How could I code this with dictionaries?
dv = list()
# arbitrary sequence of numbers
seq = [2,4,5,2,4,6,3,8,9,3,7,2,47,2]
# dictionary counting number of occurances
seqDic = { }
for v in seq:
i = 1
dv.append(v)
for i in range(len(dv)-1):
if dv[i] == v:
del dv[-1]
seqDic.setdefault(v)
currentCount = seqDic[v]
currentCount += 1
print currentCount # debug
seqDic[v]=currentCount
print "orig:", seq
print "new: ", dv
print seqDic
defaultdict is not dict (it's a subclass, and may do too much of the work for you to help you learn via this exercise), so here's a simple way to do it with plain dict:
dv = list()
# arbitrary sequence of numbers
seq = [2,4,5,2,4,6,3,8,9,3,7,2,47,2]
# dictionary counting number of occurances
seqDic = { }
for i in seq:
if i in seqDic:
seqDic[i] += 1
else:
dv.append(i)
seqDic[i] = 1
this simple approach works particularly well here because you need the if i in seqDic test anyway for the purpose of building dv as well as seqDic. Otherwise, simpler would be:
for i in seq:
seqDic[i] = 1 + seqDic.get(i, 0)
using the handy method get of dict, which returns the second argument if the first is not a key in the dictionary. If you like this idea, here's a solution that also builds dv:
for i in seq:
seqDic[i] = 1 + seqDic.get(i, 0)
if seqDic[i] == 1: dv.append(i)
Edit: If you don't case about the order of items in dv (rather than wanting dv to be in the same order as the first occurrence of item in seq), then just using (after the simple version of the loop)
dv = seqDic.keys()
also works (in Python 2, where .keys returns a list), and so does
dv = list(seqDic)
which is fine in both Python 2 and Python 3. Under the same hypothesis (that you don't care about the order of items in dv) there are also other good solutions, such as
seqDic = dict.fromkeys(seq, 0)
for i in seq: seqDic[i] += 1
dv = list(seqDic)
here, we first use the fromkeys class method of dictionaries to build a new dict which already has 0 as the value corresponding to each key, so we can then just increment each entry without such precautions as .get or membership checks.

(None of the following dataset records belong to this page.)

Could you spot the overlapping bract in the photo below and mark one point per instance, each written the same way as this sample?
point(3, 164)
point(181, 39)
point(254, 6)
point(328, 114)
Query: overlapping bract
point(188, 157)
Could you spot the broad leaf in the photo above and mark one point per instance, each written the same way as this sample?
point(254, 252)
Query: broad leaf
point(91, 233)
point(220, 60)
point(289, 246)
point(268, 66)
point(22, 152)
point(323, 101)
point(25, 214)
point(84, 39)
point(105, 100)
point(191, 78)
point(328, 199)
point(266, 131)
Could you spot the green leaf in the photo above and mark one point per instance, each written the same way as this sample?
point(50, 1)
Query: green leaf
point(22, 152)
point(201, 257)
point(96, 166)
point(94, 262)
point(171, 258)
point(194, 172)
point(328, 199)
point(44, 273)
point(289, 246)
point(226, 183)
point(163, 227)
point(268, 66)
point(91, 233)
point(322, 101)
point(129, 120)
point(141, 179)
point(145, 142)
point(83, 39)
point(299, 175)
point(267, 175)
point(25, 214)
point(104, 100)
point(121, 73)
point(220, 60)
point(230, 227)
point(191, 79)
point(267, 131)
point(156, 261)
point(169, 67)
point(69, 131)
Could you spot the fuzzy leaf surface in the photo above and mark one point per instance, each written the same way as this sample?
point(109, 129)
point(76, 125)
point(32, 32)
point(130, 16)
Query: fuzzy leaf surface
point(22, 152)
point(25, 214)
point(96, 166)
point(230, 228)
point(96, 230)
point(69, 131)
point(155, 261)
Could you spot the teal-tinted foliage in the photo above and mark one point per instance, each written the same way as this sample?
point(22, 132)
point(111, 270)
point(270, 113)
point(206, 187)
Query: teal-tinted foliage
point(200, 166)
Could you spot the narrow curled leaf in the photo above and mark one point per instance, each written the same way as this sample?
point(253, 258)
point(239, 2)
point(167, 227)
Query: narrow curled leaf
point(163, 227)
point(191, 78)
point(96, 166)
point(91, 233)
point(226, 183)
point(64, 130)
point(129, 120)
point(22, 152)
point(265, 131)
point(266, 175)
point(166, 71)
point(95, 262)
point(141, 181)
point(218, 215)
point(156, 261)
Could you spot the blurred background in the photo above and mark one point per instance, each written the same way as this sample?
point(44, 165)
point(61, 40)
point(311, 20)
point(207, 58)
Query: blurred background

defaultdict makes this easy:
>>> from collections import defaultdict
>>> seq = [2,4,5,2,4,6,3,8,9,3,7,2,47,2]
>>> seqDic = defaultdict(int)
>>> for v in seq:
... seqDic[v] += 1
>>> print seqDic
defaultdict(<type 'int'>, {2: 4, 3: 2, 4: 2, 5: 1, 6: 1, 7: 1, 8: 1, 9: 1, 47: 1})

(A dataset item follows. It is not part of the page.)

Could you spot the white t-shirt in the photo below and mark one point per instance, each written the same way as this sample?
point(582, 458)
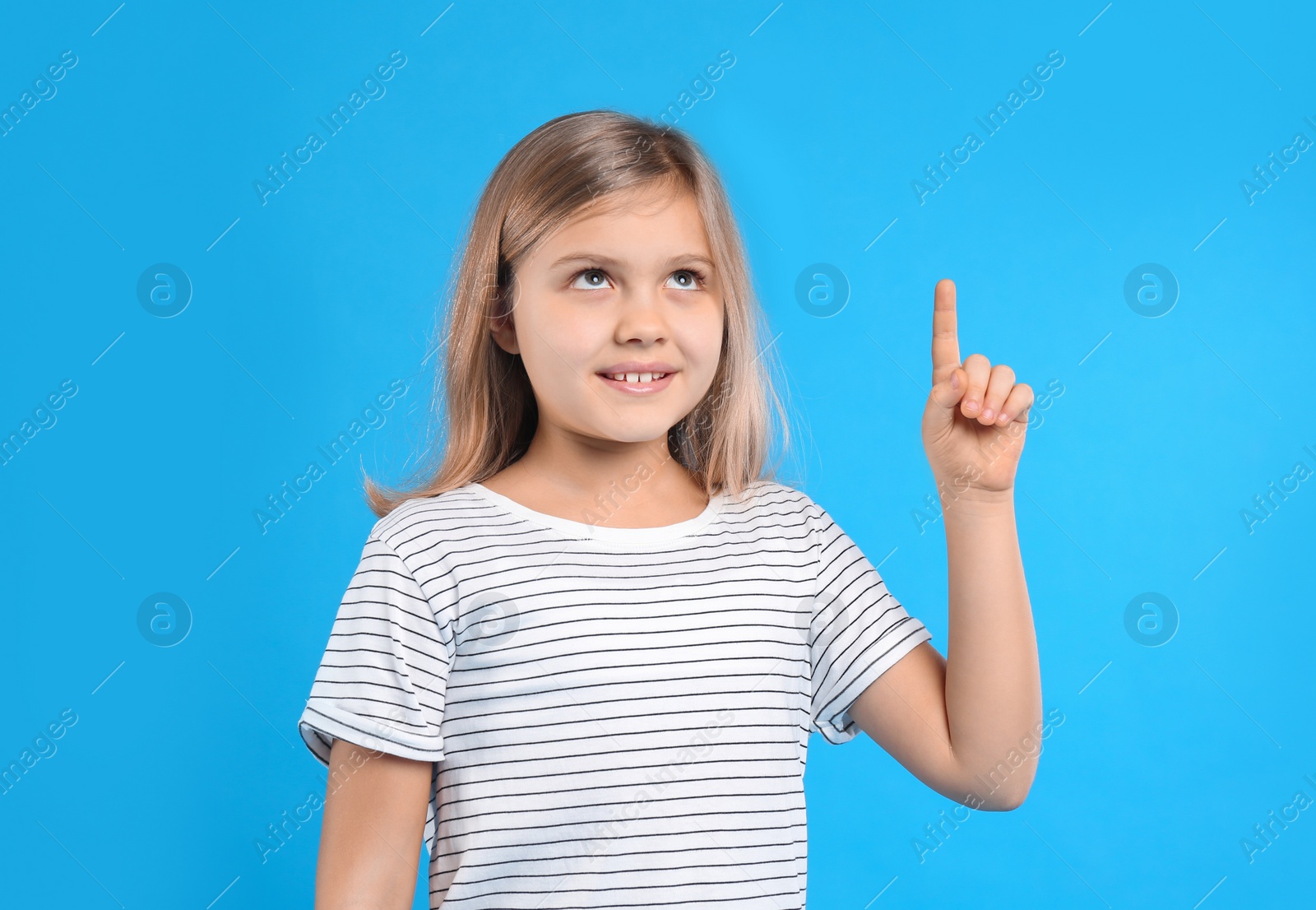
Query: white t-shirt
point(619, 717)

I'm not really sure what you try to do .. count how often each number appears?
#arbitrary sequence of numbers
seq = [2,4,5,2,4,6,3,8,9,3,7,2,47,2]
#dictionary counting number of occurances
seqDic = {}
### what you want to do, spelled out
for number in seq:
if number in seqDic: # we had the number before
seqDic[number] += 1
else: # first time we see it
seqDic[number] = 1
#### or:
for number in seq:
current = seqDic.get(number, 0) # current count in the dict, or 0
seqDic[number] = current + 1
### or, to show you how setdefault works
for number in seq:
seqDic.setdefault(number, 0) # set to 0 if it doesnt exist
seqDic[number] += 1 # increase by one
print "orig:", seq
print seqDic
How about this:
#arbitrary sequence of numbers
seq = [2,4,5,2,4,6,3,8,9,3,7,2,47,2]
#dictionary counting number of occurances
seqDic = { }
for v in seq:
if v in seqDic:
seqDic[v] += 1
else:
seqDic[v] = 1
dv = seqDic.keys()
print "orig:", seq
print "new: ", dv
print seqDic
It's clean and I think it demonstrates what you are trying to learn how to do in a simple manner. It is possible to do this using defaultdict as others have pointed out, but knowing how to do it this way is instructive too.

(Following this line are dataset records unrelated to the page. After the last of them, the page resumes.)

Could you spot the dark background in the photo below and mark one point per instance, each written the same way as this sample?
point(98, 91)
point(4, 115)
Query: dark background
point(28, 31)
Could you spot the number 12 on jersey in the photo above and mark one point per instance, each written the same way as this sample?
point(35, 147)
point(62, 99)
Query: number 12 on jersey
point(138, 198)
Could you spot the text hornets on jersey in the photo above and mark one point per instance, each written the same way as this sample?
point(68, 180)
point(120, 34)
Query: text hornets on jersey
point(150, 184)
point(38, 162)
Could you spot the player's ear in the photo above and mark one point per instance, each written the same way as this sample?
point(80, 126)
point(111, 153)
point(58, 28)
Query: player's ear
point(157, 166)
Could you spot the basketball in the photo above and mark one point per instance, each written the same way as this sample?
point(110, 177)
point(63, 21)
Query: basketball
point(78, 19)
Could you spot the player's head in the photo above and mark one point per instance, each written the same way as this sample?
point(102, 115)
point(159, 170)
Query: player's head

Or, if you use Python3, you can use collections.Counter, which is essentially a dict, albeit subclassed.
>>> from collections import Counter
>>> seq = [2,4,5,2,4,6,3,8,9,3,7,2,47,2]
>>> Counter(seq)
Counter({2: 4, 3: 2, 4: 2, 5: 1, 6: 1, 7: 1, 8: 1, 9: 1, 47: 1}
for v in seq:
try:
seqDic[v] += 1
except KeyError:
seqDic[v] = 1
That's the way I've always done the inner loop of things like this.
Apart from anything else, it's significantly faster than testing membership before working on the element, so if you have a few hundred thousand elements it saves a lot of time.